By Vishal Kale
The newest mantra for the nation is this simple, soft and quiet little word – cashless. It carries within itself a world of potent meaning, deep change, hopes, opportunities and stress. Wherever you turn, you can see people on social media avowing it as the next great thing. Of course, this is only one side of the coin. Naysayers have been quick to point out a series of objections and hindrances.
Criticism from all around
I believe that both sides are spot-on. But, let’s examine their claims. If we look at the naysayers, they need to accept that digital payments are indeed getting to be the norm. Despite their criticism, you only need to visit the nearest multiplex window to see how many seats get booked through mobiles. This will help you to gauge the change that is sweeping the land. The need of the hour is to avoid making this a matter of political affiliation.
Nonetheless, the current environment is veering towards politics, which has only a defined and limited role in matters of economics. Be it social media or news articles, it is hard to find any sign of apolitical analysis, which is admittedly hard to pull off, given the important role that this step will have in shaping our future. But, they should remember the vital nature of this exercise and show caution before leaning too heavily on the government.
Digital was always on the rise
The advantages have been highlighted ad-nauseum on social media as well as news articles; I would rather not go down that road. The fact is that digital modes of payment were always on the upswing in India. This has got a major upswing and increase in momentum due to recent events. It is a further fact that internet usage as well as smartphone penetration is increasing at a rapid clip – these are all facts, and virtually beyond debate.
The fact is that digital is here to stay; the inroads it has made into various industries, and the disruptive power of this new medium, is bound to cause upheaval and change. That is the way with disruptive technologies – they radically alter the playing field, making a new approach and a new mindset a virtual necessity.
All it requires is to add two words to the naysayers argument – ‘for now’. All they state is mostly accurate but only for now.
The cashless brigade
The other side would do well to drop its rhetoric and get connected with reality. The reason is straightforward – no amount of rhetoric can overcome the very real problems, that lie along the path to increasing cashless mechanisms.
The first thing that needs to be understood and accepted is that going cashless is not, and will never be, a matter of economics or technology.
You may have the greatest product on the planet but, it is not going to sell unless the consumers want to use it.
This is one of the first lessons of marketing – you have to understand the consumer.

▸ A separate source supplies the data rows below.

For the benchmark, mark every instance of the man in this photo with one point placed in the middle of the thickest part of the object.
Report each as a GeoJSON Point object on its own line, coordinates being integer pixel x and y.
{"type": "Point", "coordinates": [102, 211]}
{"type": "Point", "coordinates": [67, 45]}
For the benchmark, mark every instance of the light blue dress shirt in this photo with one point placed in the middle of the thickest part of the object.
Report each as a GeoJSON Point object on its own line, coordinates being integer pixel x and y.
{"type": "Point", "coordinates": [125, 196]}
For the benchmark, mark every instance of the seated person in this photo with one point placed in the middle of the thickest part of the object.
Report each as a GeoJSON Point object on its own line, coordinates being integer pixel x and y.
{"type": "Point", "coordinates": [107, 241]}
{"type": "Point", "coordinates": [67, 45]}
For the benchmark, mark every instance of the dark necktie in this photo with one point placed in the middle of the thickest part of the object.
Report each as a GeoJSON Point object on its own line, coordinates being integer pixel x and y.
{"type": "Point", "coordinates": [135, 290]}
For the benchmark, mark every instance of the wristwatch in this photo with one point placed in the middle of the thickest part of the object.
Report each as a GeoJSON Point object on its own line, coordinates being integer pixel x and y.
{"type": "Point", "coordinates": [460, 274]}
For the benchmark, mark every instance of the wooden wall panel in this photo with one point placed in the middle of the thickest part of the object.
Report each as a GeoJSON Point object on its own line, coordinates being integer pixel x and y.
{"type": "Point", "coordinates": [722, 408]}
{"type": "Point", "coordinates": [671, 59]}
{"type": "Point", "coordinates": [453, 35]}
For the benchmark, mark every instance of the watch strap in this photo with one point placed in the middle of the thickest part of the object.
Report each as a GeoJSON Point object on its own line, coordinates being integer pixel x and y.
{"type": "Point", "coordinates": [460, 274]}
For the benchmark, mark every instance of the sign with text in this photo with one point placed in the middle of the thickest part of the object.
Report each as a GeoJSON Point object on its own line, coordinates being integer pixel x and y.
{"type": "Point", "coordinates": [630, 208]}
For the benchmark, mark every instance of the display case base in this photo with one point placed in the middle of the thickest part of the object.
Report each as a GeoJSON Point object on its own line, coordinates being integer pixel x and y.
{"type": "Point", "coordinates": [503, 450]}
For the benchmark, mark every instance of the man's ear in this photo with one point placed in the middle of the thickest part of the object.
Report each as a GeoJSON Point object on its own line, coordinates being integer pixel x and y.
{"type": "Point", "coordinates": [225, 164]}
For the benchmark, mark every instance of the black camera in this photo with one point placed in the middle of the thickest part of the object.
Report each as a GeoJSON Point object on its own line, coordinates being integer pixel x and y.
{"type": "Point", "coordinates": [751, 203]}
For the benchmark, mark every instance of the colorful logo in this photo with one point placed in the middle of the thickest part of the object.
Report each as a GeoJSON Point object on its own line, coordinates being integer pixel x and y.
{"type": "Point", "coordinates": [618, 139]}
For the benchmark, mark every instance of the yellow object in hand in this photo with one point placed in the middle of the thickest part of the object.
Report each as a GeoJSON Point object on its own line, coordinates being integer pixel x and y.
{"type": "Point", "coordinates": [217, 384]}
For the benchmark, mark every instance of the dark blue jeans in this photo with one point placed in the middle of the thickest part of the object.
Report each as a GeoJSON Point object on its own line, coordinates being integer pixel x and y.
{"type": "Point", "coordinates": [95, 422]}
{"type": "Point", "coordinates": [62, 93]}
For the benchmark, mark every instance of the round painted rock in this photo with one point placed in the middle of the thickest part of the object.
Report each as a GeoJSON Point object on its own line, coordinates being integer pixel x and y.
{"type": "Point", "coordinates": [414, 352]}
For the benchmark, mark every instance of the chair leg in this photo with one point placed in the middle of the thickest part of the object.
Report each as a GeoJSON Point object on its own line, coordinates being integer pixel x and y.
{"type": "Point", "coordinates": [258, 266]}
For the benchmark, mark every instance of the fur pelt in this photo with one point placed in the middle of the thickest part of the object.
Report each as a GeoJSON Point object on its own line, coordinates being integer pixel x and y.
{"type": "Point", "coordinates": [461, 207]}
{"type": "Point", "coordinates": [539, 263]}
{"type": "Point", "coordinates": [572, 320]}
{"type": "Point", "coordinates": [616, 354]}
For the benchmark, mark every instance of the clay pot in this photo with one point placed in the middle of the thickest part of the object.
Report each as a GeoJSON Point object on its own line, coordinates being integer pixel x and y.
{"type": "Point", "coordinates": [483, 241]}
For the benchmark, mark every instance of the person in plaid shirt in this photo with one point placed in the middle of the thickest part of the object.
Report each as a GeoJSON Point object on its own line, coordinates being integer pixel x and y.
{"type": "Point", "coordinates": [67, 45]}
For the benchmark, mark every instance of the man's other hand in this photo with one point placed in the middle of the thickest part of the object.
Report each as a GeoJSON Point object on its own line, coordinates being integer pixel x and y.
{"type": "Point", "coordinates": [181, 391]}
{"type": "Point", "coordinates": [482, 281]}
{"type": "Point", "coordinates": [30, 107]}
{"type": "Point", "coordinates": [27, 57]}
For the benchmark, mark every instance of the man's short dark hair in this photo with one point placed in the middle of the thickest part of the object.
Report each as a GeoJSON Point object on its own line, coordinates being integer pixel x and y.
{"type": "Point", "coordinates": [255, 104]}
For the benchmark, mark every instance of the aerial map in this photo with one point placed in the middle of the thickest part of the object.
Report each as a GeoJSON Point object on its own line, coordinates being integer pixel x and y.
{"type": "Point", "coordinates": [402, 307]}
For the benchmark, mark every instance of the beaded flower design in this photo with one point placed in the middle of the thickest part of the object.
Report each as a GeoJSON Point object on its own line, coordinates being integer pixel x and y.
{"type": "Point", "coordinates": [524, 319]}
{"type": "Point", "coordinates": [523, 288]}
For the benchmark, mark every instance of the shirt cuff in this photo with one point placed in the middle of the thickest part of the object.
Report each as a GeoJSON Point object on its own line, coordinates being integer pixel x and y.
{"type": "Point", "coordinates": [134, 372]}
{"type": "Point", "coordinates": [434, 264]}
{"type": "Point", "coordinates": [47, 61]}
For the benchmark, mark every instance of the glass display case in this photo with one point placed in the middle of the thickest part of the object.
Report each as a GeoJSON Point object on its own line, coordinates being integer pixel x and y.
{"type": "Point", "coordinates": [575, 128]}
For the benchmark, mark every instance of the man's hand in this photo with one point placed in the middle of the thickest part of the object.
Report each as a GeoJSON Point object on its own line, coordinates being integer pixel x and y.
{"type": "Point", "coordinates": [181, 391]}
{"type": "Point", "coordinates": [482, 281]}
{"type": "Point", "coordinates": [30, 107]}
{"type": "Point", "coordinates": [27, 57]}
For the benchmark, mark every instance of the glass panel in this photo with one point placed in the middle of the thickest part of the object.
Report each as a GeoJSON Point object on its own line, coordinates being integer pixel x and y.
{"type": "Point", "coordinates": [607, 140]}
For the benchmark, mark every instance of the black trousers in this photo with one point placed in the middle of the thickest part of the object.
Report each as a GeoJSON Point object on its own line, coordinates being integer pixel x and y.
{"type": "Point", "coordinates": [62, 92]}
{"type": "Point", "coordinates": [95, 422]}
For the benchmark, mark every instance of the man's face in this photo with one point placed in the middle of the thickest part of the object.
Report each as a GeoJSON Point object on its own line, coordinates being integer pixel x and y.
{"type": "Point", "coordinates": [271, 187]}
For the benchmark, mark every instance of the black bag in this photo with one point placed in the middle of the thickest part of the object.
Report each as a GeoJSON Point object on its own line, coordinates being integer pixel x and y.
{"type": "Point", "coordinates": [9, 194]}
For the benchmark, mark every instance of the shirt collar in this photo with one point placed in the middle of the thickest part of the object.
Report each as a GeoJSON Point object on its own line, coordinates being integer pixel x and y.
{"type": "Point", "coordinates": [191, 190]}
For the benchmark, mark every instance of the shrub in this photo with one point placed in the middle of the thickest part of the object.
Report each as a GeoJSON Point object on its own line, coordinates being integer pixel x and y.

The mere presence of the tool or the solution that you believe will make consumer life simpler is not enough.
What makes the consumer’s life simpler is a matter of individual choice and priorities, determined by good old values, belief systems, demographic details and so on – simple, old-fashioned marketing at its best. And from that perspective, what screams out loud from the entire market is one reality – the penetration of online wallets, mobile payments and internet payments have not kept pace with the penetration of smartphones and the internet. It is increasing yes, but it is a fraction.
This tells us that there are major obstacles to large-scale consumer acceptance that do not have much to do with the technology concerned. I do not believe that anything has altered that situation. Let us for a moment assume that everyone in India, goes cashless. Given the base problems of consumer acceptance – online transactions would recede the moment cash becomes available, since the customer does not accept it as a feasible long-term solution. However, neither of the above will happen.
The need for consumer awareness
A lot has already been said regarding infrastructural obstacles – the lack of smartphone penetration especially in rural India, connectivity issues, the lack of POS terminals, per capita income, hinterland issues and so on. My humble submission is that these are standard realities in any developing economy, which are only to be expected. What is more important is the lack of acceptance and consumer education in that section of the populace that can be called the innovators – the ones with the power to drive consumption.
I am referring to educated people who still shy away from using new technology. Possible reasons for their hesitation could be the fear of loss and the lack of a proper legal framework (whether real or perceived). These hesitations can be overcome. But it will not happen overnight and it will not happen using rhetoric. It requires consumer research not just by the State, but also by the companies operating in that sphere. These companies need to identify consumer demographic groups, consumption patterns of digital payment and craft strategies to increase consumption. This is something that will take time, so let us give it the time it needs.